I love my slow cooker! I love it. Love love love love love it. It’s a bit like having a maid, if the maid was you earlier in the day. I usually come home at around 8.30pm and there’s no way I would start cooking a healthy meal from scratch then but with my slow cooker my dinner is already there! It makes preparing food so easy too, literally chop it up and throw it in.

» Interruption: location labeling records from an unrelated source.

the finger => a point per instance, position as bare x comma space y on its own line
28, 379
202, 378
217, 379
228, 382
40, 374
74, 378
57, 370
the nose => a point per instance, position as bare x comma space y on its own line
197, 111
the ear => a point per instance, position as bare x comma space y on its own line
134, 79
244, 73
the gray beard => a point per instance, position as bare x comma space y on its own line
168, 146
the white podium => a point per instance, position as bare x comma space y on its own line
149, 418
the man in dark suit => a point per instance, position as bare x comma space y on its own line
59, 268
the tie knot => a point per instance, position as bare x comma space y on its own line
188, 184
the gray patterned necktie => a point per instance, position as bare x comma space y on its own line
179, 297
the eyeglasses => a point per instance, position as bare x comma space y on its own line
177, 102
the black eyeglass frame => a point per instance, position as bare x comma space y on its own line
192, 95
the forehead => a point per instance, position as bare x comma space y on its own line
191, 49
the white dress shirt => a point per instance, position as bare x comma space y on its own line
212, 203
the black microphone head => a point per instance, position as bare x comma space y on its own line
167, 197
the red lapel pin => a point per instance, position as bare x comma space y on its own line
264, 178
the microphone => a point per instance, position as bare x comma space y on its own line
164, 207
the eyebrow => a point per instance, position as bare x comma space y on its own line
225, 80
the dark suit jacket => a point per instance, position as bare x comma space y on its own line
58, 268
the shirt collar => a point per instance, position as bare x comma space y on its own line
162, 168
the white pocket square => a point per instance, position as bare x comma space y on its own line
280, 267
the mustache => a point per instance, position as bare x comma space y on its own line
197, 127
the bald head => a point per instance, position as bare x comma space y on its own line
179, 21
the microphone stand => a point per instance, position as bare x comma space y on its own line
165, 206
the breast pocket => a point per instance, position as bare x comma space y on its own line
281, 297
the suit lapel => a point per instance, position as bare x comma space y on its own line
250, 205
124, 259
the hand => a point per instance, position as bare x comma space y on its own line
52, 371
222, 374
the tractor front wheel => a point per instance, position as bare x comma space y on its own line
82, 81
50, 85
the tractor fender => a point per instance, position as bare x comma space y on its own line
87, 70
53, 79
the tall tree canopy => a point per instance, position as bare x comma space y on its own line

This is my go to chilli recipe.
A lot of vegan food can lack umami but with the addition of cacao powder and marmite to the recipe it really packs a punch and leaves you feeling completely satisfied. I find that it’s enough in its own so you don’t need to serve with rice, but you can.
Ingredients
2 tins of tomatoes
1 tin kidney beans
1 tin of mixed beans in water
1 courgette
1 carrot
1 onion
1 red pepper
2 cloves of garlic
1 chilli (or more if you want)
1 tsp of cumin powder
1tsp of chilli powder
1 tsp of cinnamon
1 tsp of cacao powder
1/2 tsp marmite
1/2 veggie stock cube
Bay leaf
Salt and pepper to taste
To serve (optional but recommended)
Sprinkle of spring onions
Nutrional yeast
Method
Put all in slow cooker in the morning in no particular order, pop on low, go about you day, enjoy in the evening.
I like to save some for the next day and eat it cold on toast with a slither Violife creamy vegan cheese, it’s so good!